期刊名称:Proceedings of the National Academy of Sciences
印刷版ISSN:0027-8424
电子版ISSN:1091-6490
出版年度:2015
卷号:112
期号:17
页码:5515-5520
DOI:10.1073/pnas.1503310112
语种:English
出版社:The National Academy of Sciences of the United States of America
摘要:SignificanceAppropriate homeostatic regulation of catecholamines (dopamine, norepinephrine) is important for the maintenance of normal brain function and mental state. The dysregulation of dopamine systems has been correlated with a hyperactive phenotype and social abnormalities, which are frequently observed in patients with psychiatric disorders. In this report, we found that IRBIT regulates catecholamine homeostasis by binding to calcium calmodulin-dependent kinase II alpha and subsequently controlling tyrosine hydroxylase phosphorylation. In addition, mice lacking IRBIT present with increased locomotor activity and social abnormalities. Our finding provides new insight into the homeostatic regulation of catecholamines.
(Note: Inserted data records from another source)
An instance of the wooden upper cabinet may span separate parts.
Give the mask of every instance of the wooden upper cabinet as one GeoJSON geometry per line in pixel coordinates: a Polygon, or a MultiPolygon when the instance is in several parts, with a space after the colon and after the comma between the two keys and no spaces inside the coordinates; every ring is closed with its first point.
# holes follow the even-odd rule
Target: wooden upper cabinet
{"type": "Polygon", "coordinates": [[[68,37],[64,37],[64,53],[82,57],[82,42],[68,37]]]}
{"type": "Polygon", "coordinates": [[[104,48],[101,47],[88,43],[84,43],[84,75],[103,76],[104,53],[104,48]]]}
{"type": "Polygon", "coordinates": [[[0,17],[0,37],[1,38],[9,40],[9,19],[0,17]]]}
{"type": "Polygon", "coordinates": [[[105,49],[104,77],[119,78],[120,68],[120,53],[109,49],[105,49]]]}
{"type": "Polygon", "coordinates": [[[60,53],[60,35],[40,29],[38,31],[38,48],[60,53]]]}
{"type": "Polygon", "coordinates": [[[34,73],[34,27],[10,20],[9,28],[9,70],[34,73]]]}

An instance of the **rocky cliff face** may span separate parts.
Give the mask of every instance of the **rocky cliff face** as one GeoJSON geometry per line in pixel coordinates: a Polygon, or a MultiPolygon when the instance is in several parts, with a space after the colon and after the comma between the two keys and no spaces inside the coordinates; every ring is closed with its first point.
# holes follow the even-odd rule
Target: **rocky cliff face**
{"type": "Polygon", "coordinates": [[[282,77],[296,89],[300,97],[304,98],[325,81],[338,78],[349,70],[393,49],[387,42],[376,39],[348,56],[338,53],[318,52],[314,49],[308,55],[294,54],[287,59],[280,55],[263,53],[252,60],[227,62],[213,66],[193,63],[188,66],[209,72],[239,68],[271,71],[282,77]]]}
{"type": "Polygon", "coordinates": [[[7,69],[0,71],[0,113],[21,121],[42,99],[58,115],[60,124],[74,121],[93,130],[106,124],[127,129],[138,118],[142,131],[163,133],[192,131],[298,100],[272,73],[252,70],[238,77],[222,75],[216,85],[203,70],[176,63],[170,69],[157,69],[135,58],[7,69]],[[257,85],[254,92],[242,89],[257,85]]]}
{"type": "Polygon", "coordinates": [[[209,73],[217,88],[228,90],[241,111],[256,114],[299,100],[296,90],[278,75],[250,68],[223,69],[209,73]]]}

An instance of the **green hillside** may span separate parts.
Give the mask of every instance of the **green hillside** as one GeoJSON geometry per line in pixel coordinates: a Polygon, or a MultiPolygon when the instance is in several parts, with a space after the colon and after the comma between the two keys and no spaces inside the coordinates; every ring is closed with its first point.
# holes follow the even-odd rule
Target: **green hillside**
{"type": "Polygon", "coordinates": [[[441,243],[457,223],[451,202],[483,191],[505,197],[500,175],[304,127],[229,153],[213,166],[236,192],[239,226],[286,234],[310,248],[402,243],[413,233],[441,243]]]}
Inositol 1,4,5-trisphosphate receptor (IP3R) binding protein released with IP3 (IRBIT) contributes to various physiological events (electrolyte transport and fluid secretion, mRNA polyadenylation, and the maintenance of genomic integrity) through its interaction with multiple targets. However, little is known about the physiological role of IRBIT in the brain. Here we identified calcium calmodulin-dependent kinase II alpha (CaMKII) as an IRBIT-interacting molecule in the central nervous system. IRBIT binds to and suppresses CaMKII kinase activity by inhibiting the binding of calmodulin to CaMKII. In addition, we show that mice lacking IRBIT present with elevated catecholamine levels, increased locomotor activity, and social abnormalities. The level of tyrosine hydroxylase (TH) phosphorylation by CaMKII, which affects TH activity, was significantly increased in the ventral tegmental area of IRBIT-deficient mice. We concluded that IRBIT suppresses CaMKII activity and contributes to catecholamine homeostasis through TH phosphorylation.